自分はその先輩の後を継いでお役をいただいた。
その日からあからさまないじめが始まった。
みんなの前で行儀が悪いと所作を注意される。
直接言ってくれればいいことをほかの支部の方に愚痴る。
地区法座はその先輩の一人舞台。
私が何を言っても無視か否定。
出会うことも辛かった。
自分の何がいけないのだろう・・・。
そう思うと何をするにも怖くなった。
自分の本当の気持ちにふたをして表面だけの出会いになった。

ある日、自分の気持ちがあふれてふたが閉まらなくなった。
支部長さんに聞いてもらった。なに一つ私は責められなかった。
「大嫌いです」と初めて本音を言えた。

それから間もなくその先輩は身体の一部を切除する手術をすることに。

手術の前日、思い切って手術で切除する部分に
「触っていいですか?」
とたずねることができた。

「触って」と応じてくれた。

驚いた。

もうなくなってしまう身体の一部に手をあてさせてもらった。
涙が出た。
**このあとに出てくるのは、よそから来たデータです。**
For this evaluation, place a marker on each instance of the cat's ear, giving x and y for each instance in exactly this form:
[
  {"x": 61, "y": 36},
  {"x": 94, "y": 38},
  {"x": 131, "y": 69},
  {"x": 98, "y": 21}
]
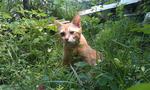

その先輩も涙ぐんでいた。
高い高いハードルを越えた気がした。

術後、回復して地区に戻ってきた先輩。
それからは自分を支えてくれる一人となった。
その先輩のおかげさまで自分の本音を意識することができ言葉にして自分で自分の心を観ることができた。
提婆達多だと思っていたその先輩は自分の本音と向き合うチャンスをくれた菩薩さまだった。